Of course that kind of defense didn’t go over well with Republicans when Bill Clinton used it. After all, nothing that Clinton did with Monica Lewinsky was illegal. And it was true that Republicans were also guilty of committing adultery - Newt Gingrich, Bob Livingston, Henry Hyde, Dan Burton, Bob Barr, Rudolph Giuliani, and so forth. But they still impeached him anyway.

And the rest of Gurwitz’ attempt at defending DeLay doesn’t stand up to close scrutiny either. He tries to downplay all the charges against DeLay by putting his best possible spin on them:

DeLay's problem is not that he played a major role in the GOP redistricting effort in Texas two years ago. That's hardball politics, Texas-style...

No, the problem is not that DeLay played hardball politics over the re-redicstricting fiasco. The problem is that DeLay may have broken state laws by funneling corporate money into state races as part of that hardball effort. That is what the DA in Austin is looking into.

DeLay's problem is not that Travis County's Democratic district attorney, Ronnie Earle, is on an extended fishing expedition to net him...

Gurwitz tries to pull the wool over his readers’ eyes here by talking about Earle’s 1994 case against GOP Sen. Kay Bailey Hutchison for allegedly misusing state telephones for political business. Earle dropped the case after a judge questioned the admissibility of his evidence at a pretrial hearing.

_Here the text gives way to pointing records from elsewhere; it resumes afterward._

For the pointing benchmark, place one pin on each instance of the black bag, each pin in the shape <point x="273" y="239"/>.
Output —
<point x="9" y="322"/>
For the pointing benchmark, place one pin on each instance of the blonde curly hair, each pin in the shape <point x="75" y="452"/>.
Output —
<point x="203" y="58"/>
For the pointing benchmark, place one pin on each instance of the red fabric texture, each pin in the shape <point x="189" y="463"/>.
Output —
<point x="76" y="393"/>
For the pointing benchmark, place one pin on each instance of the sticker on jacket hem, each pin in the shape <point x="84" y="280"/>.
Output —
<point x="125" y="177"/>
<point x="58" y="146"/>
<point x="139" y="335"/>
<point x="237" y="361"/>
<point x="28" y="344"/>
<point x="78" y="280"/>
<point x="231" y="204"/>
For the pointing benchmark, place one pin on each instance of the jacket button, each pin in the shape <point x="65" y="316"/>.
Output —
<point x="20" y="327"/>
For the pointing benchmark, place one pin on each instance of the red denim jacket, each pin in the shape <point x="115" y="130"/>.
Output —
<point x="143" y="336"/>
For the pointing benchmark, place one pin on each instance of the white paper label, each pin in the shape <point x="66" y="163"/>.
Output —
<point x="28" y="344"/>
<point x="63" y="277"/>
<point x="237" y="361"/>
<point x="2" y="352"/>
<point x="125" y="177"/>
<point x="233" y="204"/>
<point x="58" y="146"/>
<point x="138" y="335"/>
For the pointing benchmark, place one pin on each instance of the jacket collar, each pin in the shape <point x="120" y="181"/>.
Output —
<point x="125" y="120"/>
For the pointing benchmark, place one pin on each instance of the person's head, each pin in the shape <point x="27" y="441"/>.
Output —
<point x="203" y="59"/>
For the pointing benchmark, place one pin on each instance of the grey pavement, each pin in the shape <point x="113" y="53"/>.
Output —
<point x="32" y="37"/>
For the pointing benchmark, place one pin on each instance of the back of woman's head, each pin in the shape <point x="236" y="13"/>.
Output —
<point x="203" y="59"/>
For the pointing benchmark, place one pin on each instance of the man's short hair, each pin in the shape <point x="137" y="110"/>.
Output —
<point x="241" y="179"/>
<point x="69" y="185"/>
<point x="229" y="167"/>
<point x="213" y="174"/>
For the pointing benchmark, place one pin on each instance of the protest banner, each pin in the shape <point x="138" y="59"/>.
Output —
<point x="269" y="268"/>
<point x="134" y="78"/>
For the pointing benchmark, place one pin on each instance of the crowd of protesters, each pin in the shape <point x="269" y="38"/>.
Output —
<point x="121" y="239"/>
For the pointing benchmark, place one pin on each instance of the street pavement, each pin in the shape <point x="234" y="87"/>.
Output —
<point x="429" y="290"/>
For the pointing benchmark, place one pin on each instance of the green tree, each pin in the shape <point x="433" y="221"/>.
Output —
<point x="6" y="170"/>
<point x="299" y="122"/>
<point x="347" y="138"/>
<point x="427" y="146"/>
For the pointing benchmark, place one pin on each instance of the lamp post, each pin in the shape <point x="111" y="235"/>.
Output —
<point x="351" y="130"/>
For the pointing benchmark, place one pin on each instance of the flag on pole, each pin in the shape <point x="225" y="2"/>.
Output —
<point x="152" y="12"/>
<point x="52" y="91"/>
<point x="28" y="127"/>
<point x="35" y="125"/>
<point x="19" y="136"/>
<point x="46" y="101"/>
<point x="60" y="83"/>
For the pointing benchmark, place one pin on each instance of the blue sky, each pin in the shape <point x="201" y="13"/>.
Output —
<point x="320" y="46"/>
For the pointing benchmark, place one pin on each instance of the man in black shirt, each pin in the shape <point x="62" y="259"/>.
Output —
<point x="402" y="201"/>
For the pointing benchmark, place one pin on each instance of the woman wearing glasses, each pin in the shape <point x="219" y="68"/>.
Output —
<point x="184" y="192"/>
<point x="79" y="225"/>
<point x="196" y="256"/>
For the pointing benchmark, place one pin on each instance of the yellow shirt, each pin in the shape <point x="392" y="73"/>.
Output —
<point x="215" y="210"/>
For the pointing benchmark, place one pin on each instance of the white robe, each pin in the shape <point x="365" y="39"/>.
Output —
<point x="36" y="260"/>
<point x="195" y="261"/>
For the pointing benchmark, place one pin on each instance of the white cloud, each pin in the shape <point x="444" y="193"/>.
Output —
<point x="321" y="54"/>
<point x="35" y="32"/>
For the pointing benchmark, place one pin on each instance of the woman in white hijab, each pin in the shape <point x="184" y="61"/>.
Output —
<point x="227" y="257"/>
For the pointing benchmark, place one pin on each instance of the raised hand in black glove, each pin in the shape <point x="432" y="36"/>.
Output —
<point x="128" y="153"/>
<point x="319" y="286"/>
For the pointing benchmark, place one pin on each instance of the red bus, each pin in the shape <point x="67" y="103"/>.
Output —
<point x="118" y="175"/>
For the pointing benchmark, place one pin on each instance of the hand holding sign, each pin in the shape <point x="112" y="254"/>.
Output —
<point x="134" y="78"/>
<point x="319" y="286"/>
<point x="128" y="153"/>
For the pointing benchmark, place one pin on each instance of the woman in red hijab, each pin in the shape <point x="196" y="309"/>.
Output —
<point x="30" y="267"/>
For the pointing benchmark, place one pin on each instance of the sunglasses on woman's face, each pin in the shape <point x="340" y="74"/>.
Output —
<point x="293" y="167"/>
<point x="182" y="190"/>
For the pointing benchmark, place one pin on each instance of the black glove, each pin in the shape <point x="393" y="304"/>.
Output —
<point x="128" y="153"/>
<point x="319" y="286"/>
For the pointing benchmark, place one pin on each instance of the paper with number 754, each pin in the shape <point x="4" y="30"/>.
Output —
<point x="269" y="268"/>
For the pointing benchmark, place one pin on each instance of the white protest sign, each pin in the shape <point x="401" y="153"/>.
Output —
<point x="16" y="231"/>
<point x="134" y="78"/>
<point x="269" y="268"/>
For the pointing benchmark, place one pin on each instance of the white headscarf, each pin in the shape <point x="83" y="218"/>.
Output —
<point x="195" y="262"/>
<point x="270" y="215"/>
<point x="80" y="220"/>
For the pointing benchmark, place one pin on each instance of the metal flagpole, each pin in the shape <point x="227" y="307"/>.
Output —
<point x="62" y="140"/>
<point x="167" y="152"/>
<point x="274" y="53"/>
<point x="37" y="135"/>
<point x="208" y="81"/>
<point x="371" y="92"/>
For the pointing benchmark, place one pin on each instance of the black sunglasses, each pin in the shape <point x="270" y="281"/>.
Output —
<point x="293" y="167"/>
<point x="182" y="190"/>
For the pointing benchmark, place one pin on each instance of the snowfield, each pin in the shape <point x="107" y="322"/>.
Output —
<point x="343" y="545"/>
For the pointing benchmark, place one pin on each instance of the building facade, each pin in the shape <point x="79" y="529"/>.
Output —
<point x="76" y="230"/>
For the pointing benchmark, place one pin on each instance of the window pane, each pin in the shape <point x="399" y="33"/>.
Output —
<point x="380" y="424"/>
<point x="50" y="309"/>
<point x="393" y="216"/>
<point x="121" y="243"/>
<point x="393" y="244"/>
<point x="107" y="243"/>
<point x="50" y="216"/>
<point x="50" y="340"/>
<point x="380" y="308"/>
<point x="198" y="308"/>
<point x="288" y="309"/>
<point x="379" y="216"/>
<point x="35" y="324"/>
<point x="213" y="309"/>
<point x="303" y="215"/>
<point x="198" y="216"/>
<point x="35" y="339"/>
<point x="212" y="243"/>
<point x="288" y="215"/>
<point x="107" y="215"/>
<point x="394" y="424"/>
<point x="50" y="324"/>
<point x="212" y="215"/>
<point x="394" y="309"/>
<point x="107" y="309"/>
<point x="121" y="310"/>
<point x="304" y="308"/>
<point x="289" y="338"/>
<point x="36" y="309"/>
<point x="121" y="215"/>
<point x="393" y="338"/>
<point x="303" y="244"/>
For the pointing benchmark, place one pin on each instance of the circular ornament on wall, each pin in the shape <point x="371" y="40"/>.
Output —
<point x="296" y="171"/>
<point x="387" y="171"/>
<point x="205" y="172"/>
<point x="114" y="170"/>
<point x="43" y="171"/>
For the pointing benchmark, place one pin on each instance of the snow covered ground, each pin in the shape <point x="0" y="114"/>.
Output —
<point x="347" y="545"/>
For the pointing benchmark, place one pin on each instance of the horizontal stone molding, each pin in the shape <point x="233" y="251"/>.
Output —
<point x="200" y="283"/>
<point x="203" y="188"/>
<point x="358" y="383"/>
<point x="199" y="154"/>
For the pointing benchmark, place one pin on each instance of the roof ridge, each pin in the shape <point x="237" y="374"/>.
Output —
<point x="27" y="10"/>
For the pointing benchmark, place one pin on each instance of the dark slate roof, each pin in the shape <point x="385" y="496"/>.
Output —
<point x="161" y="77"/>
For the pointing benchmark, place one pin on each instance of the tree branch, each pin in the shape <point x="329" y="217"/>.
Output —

That certainly hasn’t been the case this time.

Following a two-year investigation, Earle has obtained indictments against eight corporations, in addition to three people close to DeLay - John Colyandro, executive director of DeLay’s PAC Texans for a Republican Majority; Warren Robold, a Washington, D.C., fund-raiser for DeLay; and Jim Ellis a key aide to DeLay. The charges include multiple counts of money laundering and the illegal use of corporate contributions.

If Earle had evidence of wrongdoing by DeLay, in all likelihood he would have gotten a grand jury indictment before the November election.

Not necessarily. As any prosecutor knows, it is not always easy to pin blame on the top guy. They are usually well shielded by subordinates who end up taking the fall in their place. In this case, Earle is biding his time waiting to see if one of the underlings will turn on their boss.

DeLay's problem is not that he has taken perfectly legal trips paid for by businesses and trade associations.

No, the problem is he took trips paid for by corporate lobbyists which is not allowed under House rules. As the Washington Post reported this weekend, DeLay’s plane trip to London and Scotland in 2000 was charged to an American Express card issued to Jack Abramoff.

DeLay's problem is not that his wife and daughter drew perfectly legal salaries for work done for his campaign and political action committees. An Associated Press review of lawmakers' hiring practices found that roughly four dozen members of Congress hired spouses and children for campaign and political work, including Sen. Joe Lieberman, D-Conn., and Rep. Pete Stark, D-Calif.

Once again, the “everybody does it” defense falls flat especially when you are caught exploiting the rules to the extent that DeLay does. The half a million dollars paid to his wife and daughter over four years pales in comparison to what most other House members have done. This is like a guy who gets pulled over for flying down the road at 110 mph saying he should be excused because some other folks were going 75 mph.

Finally, Gurwitz concedes that DeLay does have some problems, but he chalks that up to his being too cozy with Washington scoundrels like Abramoff. His harshest criticism of DeLay is that he is starting to act like the Democrats did before they lost control of Congress in 1994. But I would argue that DeLay has far exceeded the level of sleaze that Republicans were willing to tolerate back then. The “musty smell” that Gurwitz refers to is particularly rank this time.